Future research should aim to explore the mechanisms underlying these regional differences in exercise response. Studies investigating the interaction between genetic, dietary, and lifestyle factors could clarify why certain populations experience more pronounced BP changes from exercise. Additionally, longer-term studies are needed to evaluate the lasting impact of exercise on BP, particularly in high-risk populations such as those with CVD. Further research could also examine the effects of exercise intensity, as understanding the optimal level of exercise for BP control could lead to more precise recommendations.

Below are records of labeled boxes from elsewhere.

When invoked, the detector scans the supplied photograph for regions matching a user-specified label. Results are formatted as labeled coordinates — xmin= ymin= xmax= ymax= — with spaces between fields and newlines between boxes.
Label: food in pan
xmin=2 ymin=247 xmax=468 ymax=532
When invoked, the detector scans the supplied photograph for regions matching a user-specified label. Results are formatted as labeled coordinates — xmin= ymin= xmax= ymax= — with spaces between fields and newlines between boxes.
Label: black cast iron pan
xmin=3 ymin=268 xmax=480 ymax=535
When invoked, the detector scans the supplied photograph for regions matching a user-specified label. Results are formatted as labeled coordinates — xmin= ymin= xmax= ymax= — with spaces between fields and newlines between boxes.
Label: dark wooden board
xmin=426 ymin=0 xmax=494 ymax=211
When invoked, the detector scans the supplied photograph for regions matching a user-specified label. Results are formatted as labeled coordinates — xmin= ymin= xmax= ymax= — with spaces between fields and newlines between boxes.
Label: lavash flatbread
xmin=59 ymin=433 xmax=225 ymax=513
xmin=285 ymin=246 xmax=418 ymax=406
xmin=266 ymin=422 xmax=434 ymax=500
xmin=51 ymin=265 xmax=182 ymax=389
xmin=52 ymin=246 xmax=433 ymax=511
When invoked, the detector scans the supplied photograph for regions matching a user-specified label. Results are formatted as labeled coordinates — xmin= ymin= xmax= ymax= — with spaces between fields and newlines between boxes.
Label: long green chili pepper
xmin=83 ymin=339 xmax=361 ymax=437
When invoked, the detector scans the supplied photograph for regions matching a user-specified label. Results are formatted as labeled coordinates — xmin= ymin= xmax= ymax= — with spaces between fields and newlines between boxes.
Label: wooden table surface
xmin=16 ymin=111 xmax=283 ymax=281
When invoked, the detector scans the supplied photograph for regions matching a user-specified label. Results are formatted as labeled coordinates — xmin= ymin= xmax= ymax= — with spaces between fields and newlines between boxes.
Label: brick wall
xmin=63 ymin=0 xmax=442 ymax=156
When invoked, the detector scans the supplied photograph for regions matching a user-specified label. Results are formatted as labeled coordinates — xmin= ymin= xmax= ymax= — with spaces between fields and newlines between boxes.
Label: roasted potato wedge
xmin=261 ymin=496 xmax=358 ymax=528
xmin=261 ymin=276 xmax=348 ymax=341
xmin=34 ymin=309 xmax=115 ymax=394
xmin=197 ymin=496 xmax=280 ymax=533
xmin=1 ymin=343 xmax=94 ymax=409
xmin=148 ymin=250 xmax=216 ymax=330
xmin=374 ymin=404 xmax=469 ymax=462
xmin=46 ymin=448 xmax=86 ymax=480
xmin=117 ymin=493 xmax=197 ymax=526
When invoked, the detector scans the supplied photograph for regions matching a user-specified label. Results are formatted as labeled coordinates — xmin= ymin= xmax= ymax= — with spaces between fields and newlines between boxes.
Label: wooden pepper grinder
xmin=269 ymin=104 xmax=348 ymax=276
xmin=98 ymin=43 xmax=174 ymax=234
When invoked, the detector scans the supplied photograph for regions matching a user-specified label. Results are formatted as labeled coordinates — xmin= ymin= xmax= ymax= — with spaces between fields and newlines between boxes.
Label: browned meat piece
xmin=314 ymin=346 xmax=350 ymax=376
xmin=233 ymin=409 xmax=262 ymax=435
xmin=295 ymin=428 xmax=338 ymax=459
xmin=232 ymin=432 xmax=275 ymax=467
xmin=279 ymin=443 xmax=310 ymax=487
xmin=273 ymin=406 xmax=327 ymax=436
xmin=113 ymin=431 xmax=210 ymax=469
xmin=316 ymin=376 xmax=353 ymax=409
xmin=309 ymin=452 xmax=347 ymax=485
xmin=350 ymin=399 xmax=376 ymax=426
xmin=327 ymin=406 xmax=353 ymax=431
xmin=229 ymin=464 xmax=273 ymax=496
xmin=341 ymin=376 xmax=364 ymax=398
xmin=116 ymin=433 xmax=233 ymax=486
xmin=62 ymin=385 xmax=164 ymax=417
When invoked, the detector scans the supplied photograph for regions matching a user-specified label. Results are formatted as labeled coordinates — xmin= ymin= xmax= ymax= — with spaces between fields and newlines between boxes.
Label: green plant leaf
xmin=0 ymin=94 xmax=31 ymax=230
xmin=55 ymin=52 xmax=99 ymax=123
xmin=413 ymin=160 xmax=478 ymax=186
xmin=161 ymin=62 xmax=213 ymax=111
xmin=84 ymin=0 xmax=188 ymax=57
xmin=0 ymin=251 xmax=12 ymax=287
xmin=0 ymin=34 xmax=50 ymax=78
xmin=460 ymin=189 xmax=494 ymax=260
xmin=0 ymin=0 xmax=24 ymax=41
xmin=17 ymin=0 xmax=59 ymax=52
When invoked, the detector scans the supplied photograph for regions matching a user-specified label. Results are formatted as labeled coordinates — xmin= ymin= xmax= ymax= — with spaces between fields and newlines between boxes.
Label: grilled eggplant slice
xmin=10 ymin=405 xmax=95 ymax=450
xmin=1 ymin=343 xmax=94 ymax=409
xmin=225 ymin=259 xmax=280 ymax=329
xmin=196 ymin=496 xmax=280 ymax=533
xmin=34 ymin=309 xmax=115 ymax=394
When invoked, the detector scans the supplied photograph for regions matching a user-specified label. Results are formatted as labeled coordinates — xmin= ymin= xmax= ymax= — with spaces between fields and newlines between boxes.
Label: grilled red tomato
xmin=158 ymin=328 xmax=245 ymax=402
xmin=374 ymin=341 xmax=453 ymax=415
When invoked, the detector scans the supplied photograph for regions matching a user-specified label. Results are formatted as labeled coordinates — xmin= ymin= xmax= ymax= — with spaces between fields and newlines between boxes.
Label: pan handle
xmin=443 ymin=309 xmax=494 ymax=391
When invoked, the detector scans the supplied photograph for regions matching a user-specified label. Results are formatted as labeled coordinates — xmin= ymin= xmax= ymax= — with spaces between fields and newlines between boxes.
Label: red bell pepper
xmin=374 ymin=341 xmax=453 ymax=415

In conclusion, Suematsu et al.’s study highlights the varied effects of exercise on BP across different pathophysiological conditions, types of exercise, and regions; these results underscore the need for a personalized approach to exercise prescriptions [5]. The study’s findings provide valuable insights for clinicians, as they suggest that BP-lowering exercise interventions should be carefully tailored to the patient’s health status and, where relevant, geographic region. As the global burden of hypertension continues to rise [1], these insights can inform more effective, individualized exercise guidelines and potentially improve BP management outcomes worldwide.